Пятнадцать лет Мериме вынашивал свою новеллу; зато написал ее в неделю или в две. Она была напечатана в «Ревю дэ де Монд» 15 октября 1845 года. Через год; вместе с двумя другими новеллами, она появилась в виде книги. Принята она была довольно холодно. Скандала, которого боялись или на который надеялись некоторые, не получилось, но и особенного успеха тоже не было. Просто она была замечена гораздо меньше, чем многие другие произведения Мериме. Когда, в 1851 году, три новеллы были переизданы вместе с переводами из Пушкина и Гоголя, о них писал Сент–Бев. «Кармен» пришлась ему скорее не по вкусу; он обмолвился даже, что ей не предстоит никакого будущего. Будущее, однако, у нее было, и не малое. Но обязана им она была не одному лишь Мериме. Он умер, ничего о нем не зная.
**
*
Если открыть словарь Ларусса на слове Кармен, можно прочесть следующее: «Кармен — комическая опера в трех актах, либретто Мейака и Галеви, по новелле Проспера Мериме, музыка Ж. Визе (1875)». И в самом деле, большинство произносящих теперь это слово, Кармен, думают о музыке Бизе или о впечатлениях оперного спектакля. Так уж захотела несправедливая судьба, — несправедливой она в первое время была и к самой опере. Откроем другой словарь, уже не часто открываемый теперь, так называемый «оперный», Ларусса и Клемана. Там мы прочтем не только о фотографическом стиле Мериме, точном и холодном, о его «цинизме», о том, что успех его новеллы — «симптом нравственного падения», но еще и о том, что музыка Бизе полна ненужных диссонансов, всяческой вычуры и отъявленного вагнеризма. Следовало бы убрать вульгарную особу по имени Кармен и заменить ее опрятной и кокетливой цыганкой, а из преступника Хосе сделать ослепленного страстью честного офицера. Недаром на экземпляре словаря в библиотеке парижской кбнсерватории кем-то сделана лапидарная надпись: «Тот, кто это писал — дурак».
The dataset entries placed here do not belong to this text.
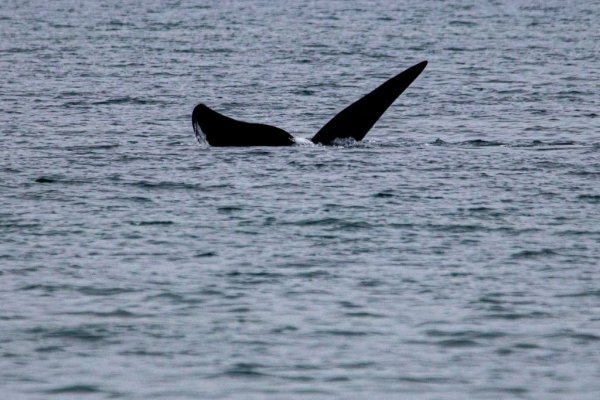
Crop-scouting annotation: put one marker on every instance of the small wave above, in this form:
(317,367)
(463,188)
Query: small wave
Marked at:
(528,254)
(148,223)
(482,143)
(303,141)
(75,389)
(126,100)
(590,198)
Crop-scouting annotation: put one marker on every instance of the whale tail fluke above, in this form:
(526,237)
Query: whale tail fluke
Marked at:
(358,118)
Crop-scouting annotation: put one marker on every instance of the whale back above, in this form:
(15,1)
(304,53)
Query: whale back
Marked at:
(358,118)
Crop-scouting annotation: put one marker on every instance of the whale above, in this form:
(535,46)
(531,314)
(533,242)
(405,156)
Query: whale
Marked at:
(352,123)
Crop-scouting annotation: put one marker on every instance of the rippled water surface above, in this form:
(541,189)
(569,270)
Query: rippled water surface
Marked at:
(454,254)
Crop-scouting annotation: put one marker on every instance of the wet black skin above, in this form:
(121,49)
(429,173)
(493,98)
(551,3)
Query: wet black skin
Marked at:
(352,122)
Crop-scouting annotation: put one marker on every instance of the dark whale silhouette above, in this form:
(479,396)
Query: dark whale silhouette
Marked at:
(352,122)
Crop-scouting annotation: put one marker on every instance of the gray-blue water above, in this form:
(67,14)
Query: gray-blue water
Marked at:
(454,254)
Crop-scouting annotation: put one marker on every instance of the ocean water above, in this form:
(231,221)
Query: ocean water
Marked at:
(453,254)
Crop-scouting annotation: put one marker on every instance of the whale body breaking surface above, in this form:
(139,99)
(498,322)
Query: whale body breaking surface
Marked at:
(352,123)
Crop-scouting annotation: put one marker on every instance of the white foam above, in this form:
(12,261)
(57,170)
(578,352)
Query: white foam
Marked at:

Первое представление, несмотря на отличное пение и игру, было неудачей, если не провалом. Зал был полон, но прием оказался более, чем холоден. Бизе получил орден Почетного легиона 2 марта 1875 года, т. е. накануне спектакля; говорили, что это — во время: после спектакля он бы уже ордена не получил. Директор Комической оперы Локль сам был в ужасе; на генеральную репетицию он позвал одного из министров, чтобы тот разъяснил, можно ли на столь безнравственный спектакль брать с собой в театр взрослых дочерей. Критики тоже писали о дисгармониях, неясностях, вагнеризмах, а больше всего о возмутительном цинизме автора.